Junto al Rector Mayor, es significativa la presencia de Madre Chiara Cazzuola, Superiora General de las Hijas de María Auxiliadora, junto con los responsables generales de los demás Grupos de la Familia Salesiana. Su participación manifiesta visiblemente la riqueza carismática y la corresponsabilidad eclesial que caracterizan a la gran familia nacida del corazón de Don Bosco.
El programa de los trabajos alterna momentos de oración, reflexión y diálogo fraterno. En el centro de la reflexión se encuentra el Sistema Preventivo, releído a la luz de los retos del tercer milenio y considerado en particular en el servicio de animación y gobierno de los Institutos y Asociaciones. La metodología de la «conversación en el Espíritu», las celebraciones eucarísticas presididas por el Rector Mayor, los intercambios en asamblea y los espacios informativos favorecen un auténtico camino sinodal.
La Consulta se desarrolla en un clima de familia, enriquecido por la visita a los lugares salesianos y por la participación en la Novena y la Fiesta de María Auxiliadora, corazón espiritual de la Congregación y de todos los Grupos.

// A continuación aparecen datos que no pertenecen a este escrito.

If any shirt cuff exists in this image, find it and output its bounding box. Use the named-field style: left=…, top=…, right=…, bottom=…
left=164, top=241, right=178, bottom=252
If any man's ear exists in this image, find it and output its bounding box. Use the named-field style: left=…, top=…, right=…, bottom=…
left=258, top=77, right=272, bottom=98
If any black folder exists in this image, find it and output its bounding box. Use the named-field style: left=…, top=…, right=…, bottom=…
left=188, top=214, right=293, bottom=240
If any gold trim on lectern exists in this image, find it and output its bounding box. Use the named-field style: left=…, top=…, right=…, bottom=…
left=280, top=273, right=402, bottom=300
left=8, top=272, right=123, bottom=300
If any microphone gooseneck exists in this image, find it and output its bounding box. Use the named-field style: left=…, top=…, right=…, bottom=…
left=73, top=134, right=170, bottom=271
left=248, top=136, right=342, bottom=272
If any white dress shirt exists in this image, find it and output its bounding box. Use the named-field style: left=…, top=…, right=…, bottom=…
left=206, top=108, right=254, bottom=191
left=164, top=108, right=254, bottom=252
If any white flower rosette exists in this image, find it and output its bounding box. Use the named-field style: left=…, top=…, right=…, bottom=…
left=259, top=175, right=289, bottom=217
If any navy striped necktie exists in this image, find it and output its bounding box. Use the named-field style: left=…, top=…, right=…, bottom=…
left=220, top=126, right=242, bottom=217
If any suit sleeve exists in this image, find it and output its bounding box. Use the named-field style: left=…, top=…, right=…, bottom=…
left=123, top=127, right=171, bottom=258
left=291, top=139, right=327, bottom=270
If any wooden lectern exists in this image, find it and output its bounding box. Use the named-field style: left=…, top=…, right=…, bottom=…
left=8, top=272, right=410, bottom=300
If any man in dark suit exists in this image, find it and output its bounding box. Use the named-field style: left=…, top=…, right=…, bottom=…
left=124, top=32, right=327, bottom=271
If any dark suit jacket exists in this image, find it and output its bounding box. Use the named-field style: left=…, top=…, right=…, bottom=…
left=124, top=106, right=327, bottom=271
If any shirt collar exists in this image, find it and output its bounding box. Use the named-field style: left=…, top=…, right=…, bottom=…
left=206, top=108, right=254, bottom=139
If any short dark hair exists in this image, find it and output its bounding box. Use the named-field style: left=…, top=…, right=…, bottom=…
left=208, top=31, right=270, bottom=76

En su saludo, don Joan Lluís Playà, Delegado del Rector Mayor para la Familia Salesiana, destacó el profundo valor del evento: «Reunirnos en Valdocco, en torno al Rector Mayor, es un signo fuerte de comunión y de fidelidad al carisma. La presencia de los Superiores y de los Responsables mundiales expresa el rostro bello y plural de nuestra Familia. Mi deseo es que estos días reaviven en nosotros la pasión por el Sistema Preventivo, no como un simple método educativo, sino como una auténtica espiritualidad de relación, capaz de generar vida, esperanza y santidad. Estamos llamados a ser creyentes, libres para servir, y a caminar juntos como verdadera familia al servicio de los jóvenes y de la Iglesia».
Desde Valdocco, lugar de los orígenes, la Familia Salesiana renueva así su compromiso de vivir y dar testimonio con audacia del sueño de Don Bosco en el mundo de hoy.